Among all human sins, the ones underlined here are those made inadvertently and unconsciously. Although the twentieth century showed us that our unconscious is not truly innocent, the category of unconsciously committed sins is far from our modern sensibilities, heavily centred on our intentions. The Bible is not a set of ethics, although there are many ethic principles present in its books. Biblical humanism cannot be framed within the realms of any modern ethical theory (responsibility, intentions, virtues ...), but it is certainly more interested than we are in the consequences of all acts. Because what interested it the most was the balance between the social body and caring for the Covenant with God. Hence, if someone committed a sin causing damage, the Bible looked above all at the resulting imbalance in social relations. The Decalogue begins with the remembrance of the liberation from Egypt: not with an abstract ethical principle, but with a fact. The historical dimension of biblical faith is also manifested in the great value it attributes to behaviors, actions, deeds, and words. Just think, for example, of old man Isaac who by mistake / deception ends up giving his blessing to Jacob; but when he realizes his mistake he can no longer revoke the erroneous blessing, because those words had already generated a reality as they were being spoken, operating independently of the subjective conditions of Isaac and his relatives (Genesis 27). Sins are facts that act and change the world, with a life of their own separate from the intentions that generated them in the first place. If I say a bad word to you today and apologize to you tomorrow, that excuse can have an effect on the future, but it cannot erase the reality and pain that that word already generated in the heart of the other person during the hours that passed between the sin and repentance. And in the Bible words are such a serious matter, that they produce effects all on their own, even when we are unaware of it, even during those "hours" that pass without an apology from us, because we are unaware of the damage we are causing – unconsciously caused damage can be greater precisely because repentance and proper excuses never come.

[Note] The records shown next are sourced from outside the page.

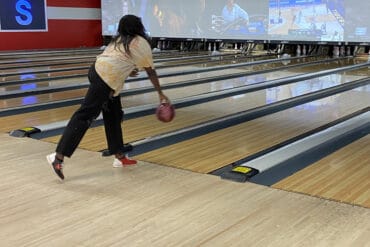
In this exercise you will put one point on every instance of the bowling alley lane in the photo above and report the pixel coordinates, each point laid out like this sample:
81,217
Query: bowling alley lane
44,98
64,113
341,176
47,71
223,147
140,128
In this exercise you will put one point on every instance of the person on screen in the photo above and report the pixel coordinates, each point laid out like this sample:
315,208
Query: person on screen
127,51
234,15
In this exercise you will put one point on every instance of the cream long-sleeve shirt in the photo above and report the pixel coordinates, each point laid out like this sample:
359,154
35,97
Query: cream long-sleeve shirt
114,65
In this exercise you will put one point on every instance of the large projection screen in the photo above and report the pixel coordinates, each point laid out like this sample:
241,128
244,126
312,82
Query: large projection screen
286,20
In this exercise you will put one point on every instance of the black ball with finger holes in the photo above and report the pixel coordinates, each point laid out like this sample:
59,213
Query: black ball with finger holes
165,112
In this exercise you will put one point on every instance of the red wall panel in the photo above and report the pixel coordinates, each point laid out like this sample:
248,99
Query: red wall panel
74,3
61,34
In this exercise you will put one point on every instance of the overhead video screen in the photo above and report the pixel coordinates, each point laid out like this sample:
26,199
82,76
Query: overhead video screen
313,20
357,25
301,20
192,18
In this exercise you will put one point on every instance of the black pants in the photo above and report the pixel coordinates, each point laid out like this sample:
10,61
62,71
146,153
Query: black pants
98,99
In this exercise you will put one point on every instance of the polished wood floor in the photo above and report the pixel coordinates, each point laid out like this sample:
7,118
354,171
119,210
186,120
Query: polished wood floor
343,176
151,205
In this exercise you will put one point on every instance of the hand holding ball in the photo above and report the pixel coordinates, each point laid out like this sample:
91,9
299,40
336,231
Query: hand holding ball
165,112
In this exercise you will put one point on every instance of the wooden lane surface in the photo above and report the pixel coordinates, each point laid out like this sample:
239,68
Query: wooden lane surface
202,154
342,176
72,94
185,66
9,123
151,205
64,113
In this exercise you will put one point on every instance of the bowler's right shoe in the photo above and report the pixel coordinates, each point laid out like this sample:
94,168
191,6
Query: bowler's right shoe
56,164
124,161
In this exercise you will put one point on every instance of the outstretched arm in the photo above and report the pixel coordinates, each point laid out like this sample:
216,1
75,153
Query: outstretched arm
153,77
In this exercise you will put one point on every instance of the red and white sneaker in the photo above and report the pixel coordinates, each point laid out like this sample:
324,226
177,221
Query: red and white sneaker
56,164
124,161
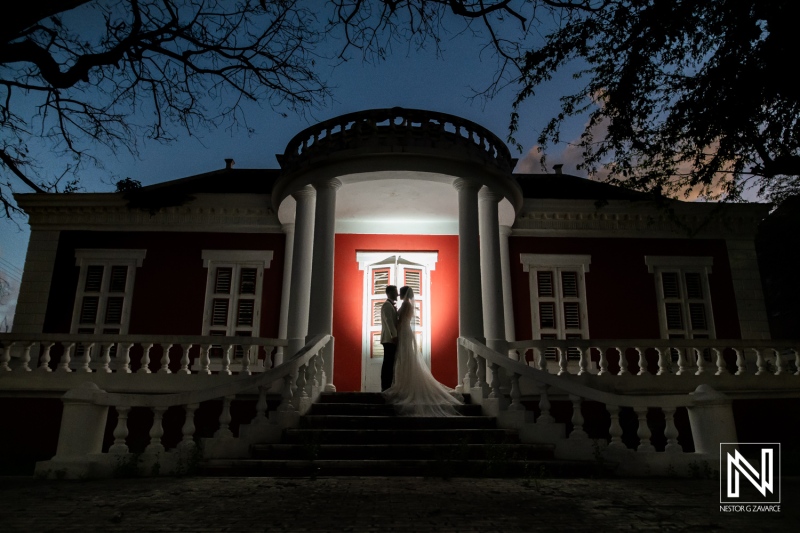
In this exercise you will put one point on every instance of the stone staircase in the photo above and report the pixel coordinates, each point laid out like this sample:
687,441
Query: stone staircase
355,433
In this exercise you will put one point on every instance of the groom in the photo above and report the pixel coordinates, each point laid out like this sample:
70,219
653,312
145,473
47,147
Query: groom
388,336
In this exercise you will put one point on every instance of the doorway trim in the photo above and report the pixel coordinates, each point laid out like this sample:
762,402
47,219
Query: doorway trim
365,260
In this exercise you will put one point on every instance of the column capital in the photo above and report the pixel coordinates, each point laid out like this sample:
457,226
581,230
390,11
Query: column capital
487,194
327,183
467,184
304,193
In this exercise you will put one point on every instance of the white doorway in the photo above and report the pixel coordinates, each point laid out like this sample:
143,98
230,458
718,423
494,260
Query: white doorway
392,268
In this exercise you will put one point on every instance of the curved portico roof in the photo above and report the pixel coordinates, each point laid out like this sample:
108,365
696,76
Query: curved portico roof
397,143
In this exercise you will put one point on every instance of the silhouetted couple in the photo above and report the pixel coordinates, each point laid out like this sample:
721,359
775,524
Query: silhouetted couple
406,380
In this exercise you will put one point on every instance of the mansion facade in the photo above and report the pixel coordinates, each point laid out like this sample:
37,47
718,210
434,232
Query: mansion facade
572,278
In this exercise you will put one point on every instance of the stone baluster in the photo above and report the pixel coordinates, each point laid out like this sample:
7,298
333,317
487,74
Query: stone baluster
722,368
105,360
643,432
683,362
225,419
144,367
319,362
577,418
245,370
796,362
261,406
471,376
120,431
562,361
156,432
66,358
44,362
125,358
6,357
741,364
780,362
540,359
26,356
516,394
615,428
185,359
603,362
761,363
664,362
286,395
480,380
623,360
671,432
301,382
701,361
187,442
544,408
583,361
205,360
642,361
227,350
165,359
87,358
495,392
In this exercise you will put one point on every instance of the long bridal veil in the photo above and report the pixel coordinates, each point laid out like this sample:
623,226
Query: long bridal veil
415,391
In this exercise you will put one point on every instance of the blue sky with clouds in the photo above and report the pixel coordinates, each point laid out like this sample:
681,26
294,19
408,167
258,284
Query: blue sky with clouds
408,78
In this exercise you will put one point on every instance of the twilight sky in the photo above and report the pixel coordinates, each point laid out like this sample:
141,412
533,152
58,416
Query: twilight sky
409,78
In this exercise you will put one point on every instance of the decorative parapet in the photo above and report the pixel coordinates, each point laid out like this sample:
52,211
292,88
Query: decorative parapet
382,131
110,212
618,218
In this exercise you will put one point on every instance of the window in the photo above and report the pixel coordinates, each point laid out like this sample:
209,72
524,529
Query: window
105,290
684,301
233,295
558,296
233,291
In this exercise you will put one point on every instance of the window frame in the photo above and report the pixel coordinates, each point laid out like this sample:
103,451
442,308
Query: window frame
236,260
682,265
557,263
107,258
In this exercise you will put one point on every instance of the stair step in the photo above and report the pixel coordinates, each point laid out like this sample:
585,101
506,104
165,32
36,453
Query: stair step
366,409
403,451
427,468
397,422
352,397
400,436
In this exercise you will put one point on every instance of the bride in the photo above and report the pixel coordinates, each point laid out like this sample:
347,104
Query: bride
415,392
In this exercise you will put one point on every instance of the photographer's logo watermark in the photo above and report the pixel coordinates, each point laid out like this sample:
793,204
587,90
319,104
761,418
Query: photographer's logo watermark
750,477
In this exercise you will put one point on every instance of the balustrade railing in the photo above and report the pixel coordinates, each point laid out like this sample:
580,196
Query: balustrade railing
142,354
681,357
633,358
395,127
301,375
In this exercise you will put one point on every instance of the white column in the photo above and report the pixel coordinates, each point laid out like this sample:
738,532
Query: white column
286,289
491,272
320,320
470,309
508,304
297,320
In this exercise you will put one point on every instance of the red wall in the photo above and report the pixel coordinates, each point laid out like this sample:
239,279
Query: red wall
620,292
348,286
170,286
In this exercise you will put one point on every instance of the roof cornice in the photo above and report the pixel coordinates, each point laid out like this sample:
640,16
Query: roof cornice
110,212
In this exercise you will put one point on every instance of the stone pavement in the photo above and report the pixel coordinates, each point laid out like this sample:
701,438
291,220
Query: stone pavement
380,504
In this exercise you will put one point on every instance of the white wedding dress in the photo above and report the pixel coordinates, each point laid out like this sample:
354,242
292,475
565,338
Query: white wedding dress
415,392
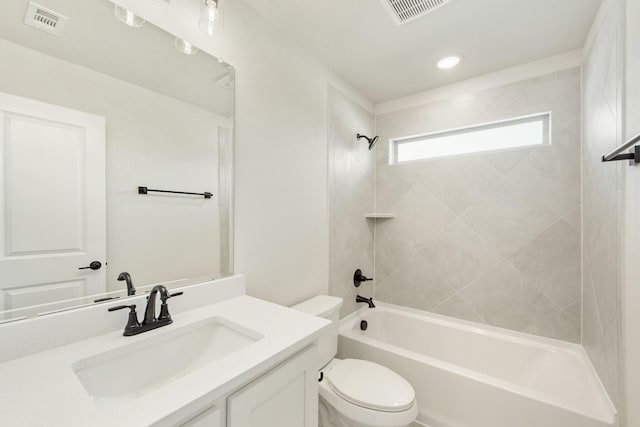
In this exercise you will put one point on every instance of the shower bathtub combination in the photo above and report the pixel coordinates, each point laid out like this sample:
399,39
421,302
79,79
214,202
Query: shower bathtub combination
470,375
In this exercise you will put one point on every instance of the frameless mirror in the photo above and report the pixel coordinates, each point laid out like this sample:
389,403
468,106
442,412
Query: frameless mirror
106,124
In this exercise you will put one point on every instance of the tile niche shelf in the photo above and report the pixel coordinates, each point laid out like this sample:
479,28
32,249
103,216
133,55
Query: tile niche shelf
377,215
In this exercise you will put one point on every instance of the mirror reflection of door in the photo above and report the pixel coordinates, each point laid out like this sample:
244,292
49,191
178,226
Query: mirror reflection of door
52,203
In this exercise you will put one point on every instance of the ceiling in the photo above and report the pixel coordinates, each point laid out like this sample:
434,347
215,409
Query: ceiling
361,42
95,39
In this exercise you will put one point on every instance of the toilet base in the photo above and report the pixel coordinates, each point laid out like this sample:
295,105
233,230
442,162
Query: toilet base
329,417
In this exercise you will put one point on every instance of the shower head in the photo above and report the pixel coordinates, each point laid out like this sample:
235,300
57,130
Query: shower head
371,141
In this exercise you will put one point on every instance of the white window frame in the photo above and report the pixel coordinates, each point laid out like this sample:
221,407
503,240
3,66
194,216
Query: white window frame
545,116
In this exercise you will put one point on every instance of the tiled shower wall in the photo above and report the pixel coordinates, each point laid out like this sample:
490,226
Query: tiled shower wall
495,237
602,193
350,197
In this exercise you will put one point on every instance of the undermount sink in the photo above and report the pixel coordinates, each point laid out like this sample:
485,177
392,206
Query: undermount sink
148,364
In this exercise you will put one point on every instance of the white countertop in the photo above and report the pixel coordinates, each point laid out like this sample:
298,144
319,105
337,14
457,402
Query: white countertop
43,390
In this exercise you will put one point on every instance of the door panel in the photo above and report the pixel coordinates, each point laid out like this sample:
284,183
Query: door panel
52,202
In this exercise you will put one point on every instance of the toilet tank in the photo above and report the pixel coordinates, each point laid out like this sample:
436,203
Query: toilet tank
328,308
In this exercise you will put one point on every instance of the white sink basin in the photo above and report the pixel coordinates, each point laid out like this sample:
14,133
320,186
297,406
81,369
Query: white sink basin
146,365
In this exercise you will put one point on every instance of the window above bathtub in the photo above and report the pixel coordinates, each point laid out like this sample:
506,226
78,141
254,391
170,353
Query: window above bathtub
519,132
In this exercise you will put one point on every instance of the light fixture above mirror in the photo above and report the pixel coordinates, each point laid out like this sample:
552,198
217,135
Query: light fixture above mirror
210,16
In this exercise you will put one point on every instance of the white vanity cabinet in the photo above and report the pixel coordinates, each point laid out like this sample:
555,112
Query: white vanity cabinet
284,396
211,417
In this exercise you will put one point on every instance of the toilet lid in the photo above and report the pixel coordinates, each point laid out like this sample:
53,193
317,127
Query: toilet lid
371,386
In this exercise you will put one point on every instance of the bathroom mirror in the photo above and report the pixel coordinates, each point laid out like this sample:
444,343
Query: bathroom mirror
98,110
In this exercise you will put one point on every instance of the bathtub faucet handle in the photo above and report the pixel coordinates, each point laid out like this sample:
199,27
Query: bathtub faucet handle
358,278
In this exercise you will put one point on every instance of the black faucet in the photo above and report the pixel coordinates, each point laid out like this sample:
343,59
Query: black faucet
127,277
150,322
369,301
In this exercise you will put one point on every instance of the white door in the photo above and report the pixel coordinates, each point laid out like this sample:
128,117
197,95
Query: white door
52,203
287,396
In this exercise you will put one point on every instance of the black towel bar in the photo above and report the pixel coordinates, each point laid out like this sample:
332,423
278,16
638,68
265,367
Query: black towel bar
145,190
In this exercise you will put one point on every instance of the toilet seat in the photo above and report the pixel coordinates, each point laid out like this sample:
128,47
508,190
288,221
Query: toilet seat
371,386
361,414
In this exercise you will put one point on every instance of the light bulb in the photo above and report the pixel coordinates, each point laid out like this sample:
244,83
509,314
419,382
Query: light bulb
448,62
129,18
209,15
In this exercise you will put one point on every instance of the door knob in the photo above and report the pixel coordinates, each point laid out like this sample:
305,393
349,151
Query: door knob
95,265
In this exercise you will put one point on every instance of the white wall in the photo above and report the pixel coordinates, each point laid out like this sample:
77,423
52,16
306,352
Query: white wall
281,235
351,195
602,194
156,239
630,293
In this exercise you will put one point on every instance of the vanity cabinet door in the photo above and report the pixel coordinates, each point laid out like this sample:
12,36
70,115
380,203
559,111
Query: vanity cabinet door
286,396
208,418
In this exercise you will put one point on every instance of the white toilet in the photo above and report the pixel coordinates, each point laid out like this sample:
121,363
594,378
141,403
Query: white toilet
356,393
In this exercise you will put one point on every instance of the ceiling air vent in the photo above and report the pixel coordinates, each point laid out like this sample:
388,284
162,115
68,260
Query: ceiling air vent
44,19
404,11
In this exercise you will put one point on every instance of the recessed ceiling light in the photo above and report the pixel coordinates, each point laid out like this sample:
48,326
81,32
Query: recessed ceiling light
185,47
448,62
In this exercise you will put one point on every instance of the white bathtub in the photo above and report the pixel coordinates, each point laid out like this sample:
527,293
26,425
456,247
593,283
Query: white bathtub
469,375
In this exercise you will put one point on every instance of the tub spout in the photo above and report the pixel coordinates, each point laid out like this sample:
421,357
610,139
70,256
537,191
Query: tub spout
369,301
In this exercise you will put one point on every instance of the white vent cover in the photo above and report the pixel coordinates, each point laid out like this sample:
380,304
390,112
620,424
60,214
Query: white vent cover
44,19
404,11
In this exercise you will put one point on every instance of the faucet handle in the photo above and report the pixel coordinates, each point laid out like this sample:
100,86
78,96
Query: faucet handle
122,307
164,308
132,321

Hence, asking God (and the community) to be absolved for unconsciously committed sins arose from the awareness that the damage we cause is greater than our bad intentions. Biblical man knew this, and worked to restore the balance. We have however lost consciousness of this, and do not ask for forgiveness from anyone, but hide behind our good faith, thereby increasing the imbalances.

Psalm 15 praised sincerity. Psalm 19 tells us that sometimes sincerity is not enough. Because life includes the value of the consequences of our wrongful actions carried out in good faith as well. The Bible is a continuous and valuable exercise in self-subversion, which is the most effective cure against any ideology. Including the many smaller ideologies of our century born upon the death of the great ideologies of the last century.

Psalm 19 swept us away to heaven number seven to then bring us right back to earth, to our inadvertent and unconscious faults, to tell us something important that we should no longer forget: a healed relationship is worth as much as an entire galaxy.